Appeal judgement goes in favour of Witvlei Meat

WINDHOEK: The threat of evicting Witvlei Meat from the abattoir that they have been renting from the Agricultural Bank of Namibia since 2006 was lifted by a judgement of the Supreme Court on Tuesday.

Agribank had lodged an application for an eviction order against Witvlei Meat in the High Court in May 2012, and the eviction order was granted on 20 March last year. But Witvlei Meat successfully appealed against that eviction order this week.

In the Supreme Court’s judgement relating to the Witvlei Meat appeal, Acting Judge of Appeal Johan Strydom ruled that Agribank was wrong in its view that Witvlei Meat no longer had a valid option to buy the abattoir for N.dollars 15 million, when the company decided to exercise that option in late 2009.

“In this instance, and as I have already found, the option contains all the essentials required for a sale of the immovable property so that the valid exercise thereof constituted the agreement of the parties. It follows therefore that I am of the opinion that the appeal must succeed,” Strydom stated.
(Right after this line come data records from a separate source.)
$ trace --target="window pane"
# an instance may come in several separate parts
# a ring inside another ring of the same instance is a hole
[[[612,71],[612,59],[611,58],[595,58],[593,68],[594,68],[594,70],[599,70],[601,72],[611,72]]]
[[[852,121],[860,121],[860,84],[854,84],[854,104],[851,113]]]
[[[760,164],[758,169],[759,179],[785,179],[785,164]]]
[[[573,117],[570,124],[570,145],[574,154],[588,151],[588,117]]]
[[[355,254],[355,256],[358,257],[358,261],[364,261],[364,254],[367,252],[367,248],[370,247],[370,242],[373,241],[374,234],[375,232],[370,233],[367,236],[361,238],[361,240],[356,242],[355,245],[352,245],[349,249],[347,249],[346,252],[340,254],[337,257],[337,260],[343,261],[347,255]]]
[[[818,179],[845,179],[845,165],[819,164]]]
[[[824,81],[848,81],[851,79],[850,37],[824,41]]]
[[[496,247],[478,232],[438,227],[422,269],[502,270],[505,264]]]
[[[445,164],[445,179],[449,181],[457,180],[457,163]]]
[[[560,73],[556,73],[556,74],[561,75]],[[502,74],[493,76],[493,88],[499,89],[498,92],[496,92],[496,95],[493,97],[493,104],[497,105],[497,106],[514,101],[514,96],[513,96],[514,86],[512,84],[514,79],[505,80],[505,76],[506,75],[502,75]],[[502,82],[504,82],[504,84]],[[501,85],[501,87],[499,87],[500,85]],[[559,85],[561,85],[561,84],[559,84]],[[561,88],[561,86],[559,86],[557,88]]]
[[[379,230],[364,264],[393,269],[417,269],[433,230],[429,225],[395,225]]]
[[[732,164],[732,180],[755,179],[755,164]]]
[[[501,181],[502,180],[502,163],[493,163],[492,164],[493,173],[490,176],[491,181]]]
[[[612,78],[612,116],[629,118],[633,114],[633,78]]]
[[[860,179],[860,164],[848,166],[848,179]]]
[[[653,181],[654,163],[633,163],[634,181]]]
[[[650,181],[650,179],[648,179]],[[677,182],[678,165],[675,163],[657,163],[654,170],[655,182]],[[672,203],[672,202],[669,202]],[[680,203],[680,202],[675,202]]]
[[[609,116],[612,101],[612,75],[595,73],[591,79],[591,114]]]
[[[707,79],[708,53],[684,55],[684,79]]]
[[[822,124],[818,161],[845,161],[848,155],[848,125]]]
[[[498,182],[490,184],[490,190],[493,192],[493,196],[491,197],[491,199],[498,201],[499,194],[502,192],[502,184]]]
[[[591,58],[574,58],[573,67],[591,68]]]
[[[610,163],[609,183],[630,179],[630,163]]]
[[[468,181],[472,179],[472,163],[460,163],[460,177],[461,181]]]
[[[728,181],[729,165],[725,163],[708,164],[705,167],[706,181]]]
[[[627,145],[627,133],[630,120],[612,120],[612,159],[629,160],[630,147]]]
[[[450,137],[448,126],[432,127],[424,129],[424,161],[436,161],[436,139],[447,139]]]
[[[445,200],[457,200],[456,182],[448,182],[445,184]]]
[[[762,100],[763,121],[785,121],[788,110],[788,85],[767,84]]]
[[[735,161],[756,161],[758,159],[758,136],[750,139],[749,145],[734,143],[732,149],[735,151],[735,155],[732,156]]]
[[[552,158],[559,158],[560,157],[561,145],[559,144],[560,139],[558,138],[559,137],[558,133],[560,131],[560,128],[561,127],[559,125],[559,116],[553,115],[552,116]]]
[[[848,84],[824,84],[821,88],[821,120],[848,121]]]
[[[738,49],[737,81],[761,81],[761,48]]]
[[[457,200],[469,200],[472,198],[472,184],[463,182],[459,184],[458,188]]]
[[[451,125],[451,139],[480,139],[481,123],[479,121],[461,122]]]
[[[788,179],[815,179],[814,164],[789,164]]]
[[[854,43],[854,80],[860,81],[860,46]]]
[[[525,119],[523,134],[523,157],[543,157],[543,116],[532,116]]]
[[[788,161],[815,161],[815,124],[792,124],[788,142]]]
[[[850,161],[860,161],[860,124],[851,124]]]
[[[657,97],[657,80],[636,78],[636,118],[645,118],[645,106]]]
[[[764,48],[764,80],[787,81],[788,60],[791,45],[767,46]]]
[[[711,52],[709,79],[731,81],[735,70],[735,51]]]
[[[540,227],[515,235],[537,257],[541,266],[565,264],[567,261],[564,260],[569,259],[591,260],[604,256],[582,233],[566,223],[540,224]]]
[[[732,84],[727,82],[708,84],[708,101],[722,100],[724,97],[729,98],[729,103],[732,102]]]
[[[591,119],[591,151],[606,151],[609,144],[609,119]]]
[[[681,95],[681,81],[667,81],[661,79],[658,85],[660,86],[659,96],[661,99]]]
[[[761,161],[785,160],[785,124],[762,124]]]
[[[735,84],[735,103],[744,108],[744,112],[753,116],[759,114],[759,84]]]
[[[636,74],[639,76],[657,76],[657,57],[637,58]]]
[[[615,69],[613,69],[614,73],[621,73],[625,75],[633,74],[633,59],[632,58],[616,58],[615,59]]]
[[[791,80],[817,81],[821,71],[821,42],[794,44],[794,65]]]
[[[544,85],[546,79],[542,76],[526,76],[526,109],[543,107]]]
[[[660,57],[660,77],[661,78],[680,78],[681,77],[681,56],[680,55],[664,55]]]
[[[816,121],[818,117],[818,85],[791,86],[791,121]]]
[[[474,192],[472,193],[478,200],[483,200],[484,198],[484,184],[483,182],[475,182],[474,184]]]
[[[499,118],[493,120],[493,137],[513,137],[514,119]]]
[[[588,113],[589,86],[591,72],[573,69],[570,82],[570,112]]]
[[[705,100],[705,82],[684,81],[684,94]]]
Agribank claimed that Witvlei Meat’s lease for the abattoir has expired and that the company has no legal right to still occupy the premises belonging to the bank.

The bank had concluded that Witvlei Meat’s occupation of the abattoir is unlawful, and in the circumstances it (Agribank) was entitled to evict the company from the premises.
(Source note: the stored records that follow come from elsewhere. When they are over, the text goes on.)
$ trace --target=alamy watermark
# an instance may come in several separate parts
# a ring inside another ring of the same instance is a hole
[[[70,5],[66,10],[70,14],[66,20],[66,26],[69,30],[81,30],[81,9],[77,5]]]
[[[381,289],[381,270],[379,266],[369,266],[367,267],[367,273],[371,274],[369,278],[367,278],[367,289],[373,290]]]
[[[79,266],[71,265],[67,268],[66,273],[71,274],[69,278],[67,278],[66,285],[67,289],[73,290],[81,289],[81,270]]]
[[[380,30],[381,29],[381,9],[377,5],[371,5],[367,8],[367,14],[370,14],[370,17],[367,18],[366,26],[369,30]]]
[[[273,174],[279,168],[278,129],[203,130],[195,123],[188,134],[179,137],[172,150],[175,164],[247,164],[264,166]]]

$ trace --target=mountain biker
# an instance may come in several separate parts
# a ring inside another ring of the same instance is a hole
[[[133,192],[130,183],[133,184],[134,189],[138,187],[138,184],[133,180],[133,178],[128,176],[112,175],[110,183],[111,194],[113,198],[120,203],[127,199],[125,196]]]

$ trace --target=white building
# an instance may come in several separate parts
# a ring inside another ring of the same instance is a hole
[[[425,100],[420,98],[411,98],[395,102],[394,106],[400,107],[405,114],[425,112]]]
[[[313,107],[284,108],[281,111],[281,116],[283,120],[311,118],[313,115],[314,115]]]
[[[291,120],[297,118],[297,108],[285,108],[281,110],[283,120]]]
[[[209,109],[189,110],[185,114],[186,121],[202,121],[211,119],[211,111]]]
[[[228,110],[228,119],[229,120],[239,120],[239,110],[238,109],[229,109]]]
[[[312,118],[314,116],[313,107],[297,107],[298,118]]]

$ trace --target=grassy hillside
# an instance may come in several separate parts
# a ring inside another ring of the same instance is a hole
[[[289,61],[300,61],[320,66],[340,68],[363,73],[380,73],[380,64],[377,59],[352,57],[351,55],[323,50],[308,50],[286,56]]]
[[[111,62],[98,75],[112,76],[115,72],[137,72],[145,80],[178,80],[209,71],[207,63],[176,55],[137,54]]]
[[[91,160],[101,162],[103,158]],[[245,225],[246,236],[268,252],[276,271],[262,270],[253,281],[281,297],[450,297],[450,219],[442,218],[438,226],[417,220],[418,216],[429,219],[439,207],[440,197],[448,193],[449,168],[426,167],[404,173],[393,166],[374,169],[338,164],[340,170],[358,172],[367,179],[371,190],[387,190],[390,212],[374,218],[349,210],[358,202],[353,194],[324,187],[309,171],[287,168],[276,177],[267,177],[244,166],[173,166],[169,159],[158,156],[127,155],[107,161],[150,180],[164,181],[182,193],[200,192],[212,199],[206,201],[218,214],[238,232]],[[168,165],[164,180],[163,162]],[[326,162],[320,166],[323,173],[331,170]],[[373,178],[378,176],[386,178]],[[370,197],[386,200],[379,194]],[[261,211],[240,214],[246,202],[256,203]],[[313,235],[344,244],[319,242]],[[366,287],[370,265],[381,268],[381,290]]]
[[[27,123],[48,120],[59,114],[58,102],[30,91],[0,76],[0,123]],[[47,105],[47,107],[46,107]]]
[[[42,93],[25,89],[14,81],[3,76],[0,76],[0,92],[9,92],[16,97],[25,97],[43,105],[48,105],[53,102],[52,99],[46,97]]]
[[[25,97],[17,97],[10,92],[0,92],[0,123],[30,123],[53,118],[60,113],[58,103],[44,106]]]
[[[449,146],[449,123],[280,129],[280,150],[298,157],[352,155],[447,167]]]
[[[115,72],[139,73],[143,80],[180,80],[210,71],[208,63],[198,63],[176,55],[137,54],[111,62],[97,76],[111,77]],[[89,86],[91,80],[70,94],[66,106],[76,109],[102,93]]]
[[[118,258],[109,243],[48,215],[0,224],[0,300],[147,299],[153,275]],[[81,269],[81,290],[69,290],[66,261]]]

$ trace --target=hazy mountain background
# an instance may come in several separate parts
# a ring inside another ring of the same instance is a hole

Witvlei Meat said it exercised a valid option to buy the abattoir in August 2009 by making an offer to the bank to purchase the abattoir for N.dollars 15 million, arguing that it (Witvlei Meat) would be forced to close down its operations completely if it was to be evicted from the business premises.

In the appeal judgement, Judge Strydom found that a reference in the lease renewal agreement to “all the terms and conditions of the existing deed of lease” that would continue in the new agreement included the clause in which Witvlei Meat was given an option to buy the abattoir for N.dollars 15 million.

Judge Strydom also pointed out that the Agricultural Bank Act of 2003 set out Agribank’s powers to sell, buy and let property.

Judge Strydom said if the Agribank Board acting reasonably, it would have known that any interruption of Witvlei Meat’s business, as an abattoir with overseas contracts, could spell disaster for the company and would have acted in a way to avoid such a situation arising.

Agribank was represented by Senior Counsels Thomas Bokaba and Sisa Namandje while Advocates Reinhard Totemeyer and Andrew Corbett, instructed by Hanno Bossau, represented Witvlei Meat.